While there's still a certain charm to its interspecies play, AVP is plagued with issues across the board.


   Marine shoots Alien, Alien eats Marine, Predator stands back and laughs about it.
  Marine shoots Alien, Alien eats Marine, Predator stands back and laughs about it.
There's something conceptually terrific about the three-way dance that is Aliens vs. Predator, but Rebellion's rework of the formula--which has been around for well over 15 years now--flubs the execution in a lot of different ways. The franchise's class-based take on multiplayer combat still elicits a few thrilling moments, but the three single-player campaigns aren't any fun at all.

Aliens vs. Predator is all about the differences between the three playable factions. The Marines carry weapons, like the iconic Aliens pulse rifle and even more iconic Aliens motion detector, which blips out frequently enough to let you know that something's moving out there, but not often enough to serve as a direct map to your enemies. The aliens are a purely melee class that can crawl on walls, see well in the dark, and detect silhouettes of enemies through solid surfaces. Predators can cloak themselves, get two vision modes to help them see the other races, and are largely a melee class as well. But they can collect and use specific Predator weapons as they hunt. These weapons end up being especially devastating, but they're kept in check by low fire-rates and a finite amount of energy for your beam weapons.

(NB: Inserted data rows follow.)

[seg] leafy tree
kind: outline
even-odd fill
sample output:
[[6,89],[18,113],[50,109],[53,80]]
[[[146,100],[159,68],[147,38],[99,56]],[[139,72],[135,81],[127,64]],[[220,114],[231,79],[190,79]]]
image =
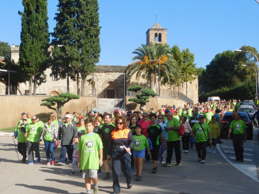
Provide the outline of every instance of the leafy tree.
[[84,94],[86,77],[94,70],[100,51],[98,2],[60,0],[58,7],[59,12],[54,18],[56,26],[52,34],[52,74],[66,78],[68,91],[69,78],[78,79],[78,83],[80,74]]
[[22,5],[24,12],[18,12],[22,16],[19,63],[26,75],[30,91],[33,84],[34,94],[37,87],[46,82],[46,76],[42,72],[50,60],[47,2],[46,0],[23,0]]
[[141,92],[140,94],[136,95],[136,98],[129,98],[128,101],[140,104],[140,108],[142,110],[146,110],[146,104],[147,102],[150,102],[150,100],[148,100],[150,98],[150,96],[154,97],[158,96],[158,94],[152,90],[144,88],[140,86],[134,85],[128,87],[128,90],[135,92],[138,91]]
[[132,60],[140,60],[140,64],[137,64],[130,67],[128,70],[128,80],[136,73],[138,79],[143,72],[146,73],[146,79],[150,83],[150,88],[156,90],[156,76],[158,73],[158,62],[152,60],[160,59],[160,78],[162,84],[166,82],[177,82],[180,78],[180,72],[178,68],[176,62],[170,54],[168,46],[160,44],[151,42],[149,46],[141,44],[142,48],[136,48],[132,54],[136,56]]
[[8,44],[8,42],[0,41],[0,56],[4,56],[5,60],[10,60],[11,57],[11,48]]
[[195,80],[192,75],[196,74],[196,64],[194,63],[194,54],[190,52],[189,48],[180,50],[177,45],[174,45],[170,50],[171,54],[177,62],[180,72],[180,82],[192,82]]
[[58,96],[54,96],[42,100],[42,101],[45,101],[45,102],[42,103],[40,105],[46,106],[50,109],[55,110],[58,114],[58,116],[62,116],[64,104],[72,100],[79,99],[80,98],[79,96],[73,94],[62,93]]

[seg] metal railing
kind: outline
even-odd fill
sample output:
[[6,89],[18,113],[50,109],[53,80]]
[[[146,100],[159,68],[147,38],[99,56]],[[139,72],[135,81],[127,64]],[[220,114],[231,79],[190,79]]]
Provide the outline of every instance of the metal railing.
[[[159,94],[158,88],[156,88],[156,93]],[[136,96],[136,94],[141,93],[140,91],[132,92],[127,90],[126,94],[129,96]],[[171,90],[160,89],[160,97],[166,98],[168,98],[180,99],[179,92],[178,91]]]

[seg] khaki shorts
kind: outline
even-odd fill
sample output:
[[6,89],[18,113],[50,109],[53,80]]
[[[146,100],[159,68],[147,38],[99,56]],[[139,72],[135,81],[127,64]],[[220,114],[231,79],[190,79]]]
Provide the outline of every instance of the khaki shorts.
[[84,178],[90,177],[90,178],[97,178],[96,169],[88,169],[82,170],[82,178]]

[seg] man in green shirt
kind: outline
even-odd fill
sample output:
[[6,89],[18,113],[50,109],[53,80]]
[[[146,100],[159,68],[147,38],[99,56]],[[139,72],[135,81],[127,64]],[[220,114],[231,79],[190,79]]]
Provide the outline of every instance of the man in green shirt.
[[198,161],[205,164],[206,158],[206,142],[209,138],[210,144],[212,144],[212,133],[208,124],[205,122],[205,118],[203,115],[198,117],[199,122],[196,122],[192,126],[192,132],[195,140],[195,146],[198,154]]
[[26,132],[24,134],[24,137],[27,140],[27,151],[29,161],[28,164],[34,164],[34,151],[35,152],[35,157],[38,158],[38,162],[40,162],[38,142],[42,128],[38,122],[37,122],[36,116],[32,117],[32,123],[26,126]]
[[180,130],[180,123],[179,121],[174,118],[172,112],[166,114],[168,122],[166,127],[164,128],[168,133],[168,156],[166,157],[166,163],[163,164],[166,166],[171,166],[171,160],[172,156],[172,150],[174,148],[176,152],[176,166],[181,165],[181,152],[180,144],[180,136],[178,134],[178,130]]
[[228,130],[228,138],[230,138],[230,134],[233,130],[233,146],[236,162],[244,162],[244,142],[246,140],[246,125],[244,122],[240,119],[240,114],[234,114],[234,120],[231,122]]

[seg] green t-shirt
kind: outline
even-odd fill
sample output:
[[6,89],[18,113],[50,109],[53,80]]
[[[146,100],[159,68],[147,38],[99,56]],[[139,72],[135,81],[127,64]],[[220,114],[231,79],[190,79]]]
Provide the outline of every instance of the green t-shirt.
[[32,122],[27,124],[26,126],[26,131],[28,132],[27,140],[30,142],[38,142],[40,134],[42,130],[42,128],[38,122],[35,124]]
[[[168,120],[166,127],[172,126],[172,128],[176,128],[180,126],[180,123],[177,118],[174,118],[172,120]],[[168,142],[177,141],[180,140],[180,137],[178,134],[178,131],[176,130],[168,130]]]
[[230,124],[230,127],[233,130],[233,134],[244,134],[244,129],[246,128],[246,125],[243,120],[234,120]]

  A big part of the Alien campaign involves putting Facehuggers onto faces.
  A big part of the Alien campaign involves putting Facehuggers onto faces.
So with two classes relying heavily on strikes, that melee combat needs to be pretty good for the game to work. But it doesn't fit with the action especially well, and the end result is a rock-paper-scissors-like system of strikes, blocking, and counters that feels out-of-place in the game's fiction and also isn't much fun to perform. The aliens end up feeling especially weak. These things are bred to rip out the throats of the opposition and claw them apart in the process. Standing still, holding down the block controls and waiting for your enemy to strike so you can counter just feels silly. These mechanics do, however, make AVP feel very different than your average first-person shooter, which is a nice reprieve from the standard rifle/shotgun/sniper/rockets gameplay that you've come to expect from the typical sci-fi first-person shooter. The game offers a variety of different multiplayer modes, too, but on the 360 version, it was often hard to find players. You may have to wait around for five or 10 minutes before collecting enough players to get a game started.

Of course, that doesn't forgive the game's single-player portion, which drags you through the same dull events from three different perspectives. At best, the instruction you get on the use of your class's tools makes it a passable tutorial for the multiplayer. At its worst, though, AVP contains multiple scripting bugs where things that were supposed to happen simply didn't, forcing me to restart at the most recent checkpoint and hope that the game would carry forward. Also, the AI can't pilot an alien very well at all, like it can't deal with the concept of running up walls. If there's a pillar between you and an alien, it'll run up the side of it and start twitching and spinning around. It gets its bearings after a few seconds, but it looks pretty terrible. It'll take around six or seven hours to work through all three campaigns on the default difficulty setting, but they're not really worth seeing through to their conclusions.

That's really the largest problem with Aliens vs. Predator. There's no one solid aspect of it to make up for the other, busted-up parts. You're left with the impression that the single-player was an afterthought and that multiplayer was the focus. But even the multiplayer is saddled with enough flaws to make this game missable.